AP
Solid Job Gains, Wage Growth in Nov.
Friday December 7, 8:38 am ET
By Jeannine Aversa, AP Economics Writer
Employers Boost Payrolls by 94,000; Jobless Rate Holds Steady at 4.7 Percent
WASHINGTON (AP) -- Employers added a solid 94,000 jobs to their payrolls in November, the unemployment rate held steady at 4.7 percent and wages grew briskly, encouraging signs the nation's employment climate is holding up in the face of turbulence in the housing and credit markets.
The fresh snapshot of the labor market, released by the Labor Department on Friday, showed that hiring was brisk in education and health services, retail, professional services, the government and elsewhere. That helped to offset job losses in construction, manufacturing and financial services -- casualties of the housing slump and credit crunch.

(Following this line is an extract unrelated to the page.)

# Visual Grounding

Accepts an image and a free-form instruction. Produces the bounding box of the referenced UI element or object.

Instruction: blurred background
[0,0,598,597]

The 94,000 new jobs in November came after a surprisingly strong payroll gain of 170,000 in October. The unemployment rate stayed at a relatively low 4.7 percent for the third straight month.
The performance was better than economists were expecting. They were forecasting that the unemployment rate would nudge up to 4.8 percent and they also said they thought employers would boost payrolls by around 70,000.

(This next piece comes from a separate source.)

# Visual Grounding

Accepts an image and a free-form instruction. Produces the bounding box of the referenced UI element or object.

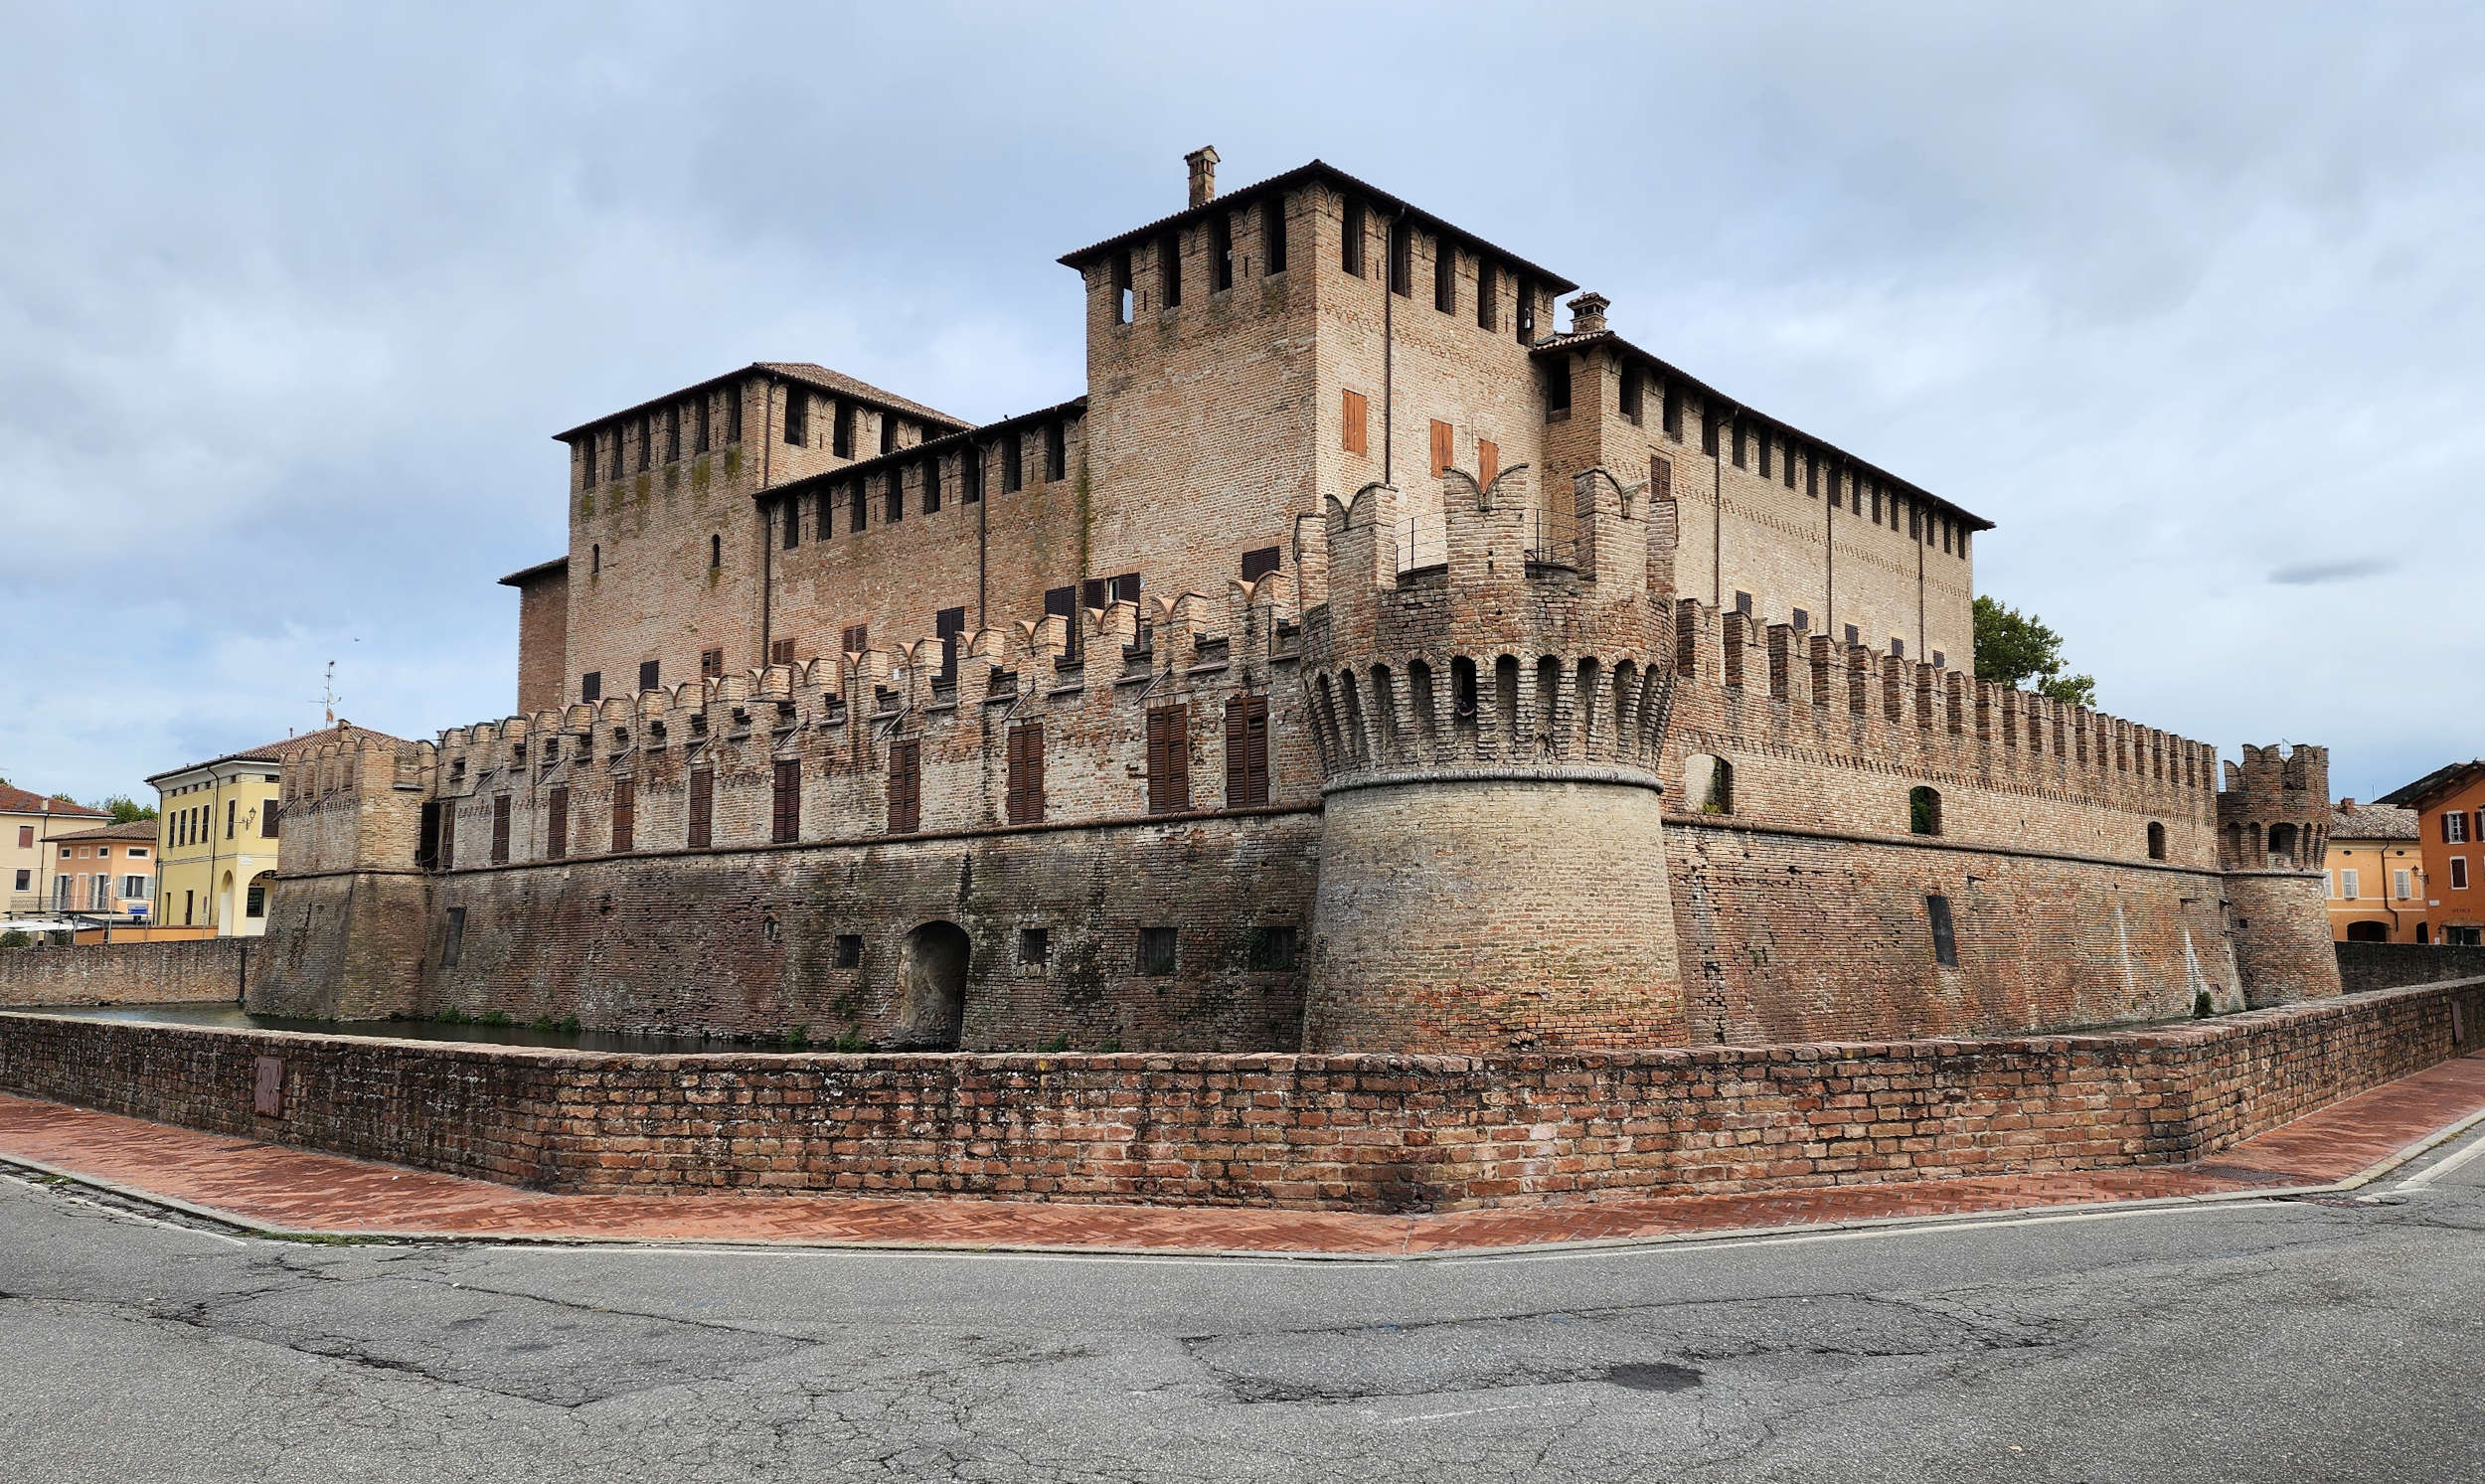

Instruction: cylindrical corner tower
[1296,471,1687,1053]
[2217,742,2343,1007]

The health of the nation's job market is a key factor determining whether the economy will survive stresses from the housing collapse and credit crunch.
Job and wage growth have been shock absorbers, helping individuals to cope with all the negative forces in the economy. The mostly sturdy employment climate has helped to support spending by individuals, a major shaper of overall economic activity.
Still, a lingering fear among economists is that consumers will cut back on their spending, throwing the economy into a tailspin. The odds of a recession have grown this year, although Federal Reserve officials, the Bush administration and others are hopeful the country can avoid one.
To stave off the possibilty of a recession, the Federal Reserve has sliced a key interest rate twice this year. Many expect rates to be lowered for a third time when policymakers meet next Tuesday. Given the strength of Friday's employment report, a smaller rate reduction of one-quarter percentage point seems more likely as insurance against undue weakening in the economy.